Nationalist Movement Party (MHP) Giresun deputy Murat Özkan, in a speech he gave at Parliament, claimed that the removal of the requirement will have negative social, economic and pedagogical consequences. “In an environment where there are huge income disparities between social classes, the difference between rich and poor will become more obvious. The removal of the requirement will lead to a decrease in the quality of education and to disciplinary problems,” he said, adding that producers, who employ 1 million people, have TL 3 billion worth of school uniforms in stock.
İsrafil Uçurum, chairman of the Adana Hacı Sabancı Organized Industry Region (AOSB), said he hopes the school uniform requirement stays in place. “But if the ministry insists on abolishing the requirement, it should institute a three-year transition period during which we can phase out the uniforms we have in stock,” he said.
Konya Textile Industry Businessmen Association (KOTİAD) Chairman Bekir Dikici voiced a similar approach. He said there are many firms in Konya that only produce school uniforms and that if the requirement is abolished, it will be impossible for these firms to sell the uniforms they have already produced. “Removing the requirement would mean that already produced uniforms will go to waste. This means many companies will be closed. It will also lead to increased unemployment and decreased added value,” Dikici claimed. He also suggested that not regulating clothing in schools will accentuate status differences among students, leading to students developing psychological problems.
But according to psychiatrist Selçuk Candansayar, the chairman of the Individual and Social Mental Health Association (BTRSD), the students will be happy if the uniform requirement is abolished. “If the students are free to choose their clothing, after some time students who exaggerate in their clothes will be excluded from their peer groups. If you set individuals in a group free, group norms will be implemented, anyway,” he told Sunday’s Zaman.
He underlined that two dimensions of requiring school uniforms lie at the base of the founding ideology of the republic. In explaining this, he said: “First, the declared aim of the republic was to create a classless, privilege-free society. This was the motto of the republic. But those kinds of requirements are also militaristic in nature and perpetually reminiscent of a hierarchy.”

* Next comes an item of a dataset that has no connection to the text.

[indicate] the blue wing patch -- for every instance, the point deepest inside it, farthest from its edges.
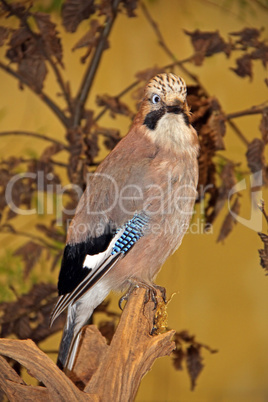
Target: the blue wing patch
(134, 230)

He also noted that there are many private schools in Turkey and that each of them applies its own dress code and uniform, which has led to the emergence of a huge market. In fact, it has started to become more expensive for parents to buy these uniforms than to send their children to school in regular clothing.
“Each school having a different dress code in effect removes the main purpose of creating classless students. So the only thing that remains is stressing militarism and hierarchy,” he said, adding that the removal of the uniform requirement will have a symbolic meaning for Turkey: It will be an indication of its modernization.
Zübeyde Kılıç, from the Education Personnel Union (Eğitim-Sen), underlined that clothing is an important element in the cognitive development of children and that school clothing should not differ from the daily clothes the children wear.
“To require children to wear one type of clothing, one color, means restricting their development. It is important that children come to school in comfortable clothing that will make their participation in class easier,” she told Sunday’s Zaman.
Removing the school uniform requirement has been on the agenda for a long time. But after heated debates, the Ministry of Education this week issued a statement in which it said the elimination of the requirement may not be implemented during the next school year.
Education Minister Nimet Çubukçu said that if the ministry decides to implement a free clothing code, it will work on it next year and, upon reaching a decision, inform the public.
Çubukçu added that the Ministry of Education is considering many problems affecting the education system and that clothing is just one of them. “A decision to change a requirement that affects 16 million students cannot be made in one day. We continue to work on the subject and are gathering the opinions of academics and relevant organizations but also -- and for the first time -- the opinions of parents and students,” she said.
Emre Öztürk, from the Student Youth Union (Genç-Sen), told Sunday’s Zaman that pants, a skirt and a shirt will solve the problem and that schools should be saved from being like military bases. “The uniforms are a reflection of a militarist mentality; we are against that. But we believe this uniform problem should have been left behind many years ago. The adults, instead of dealing with what we wear in school, should concern themselves about our future and the high unemployment that awaits us after we graduate from these schools regardless of what we wear in them.”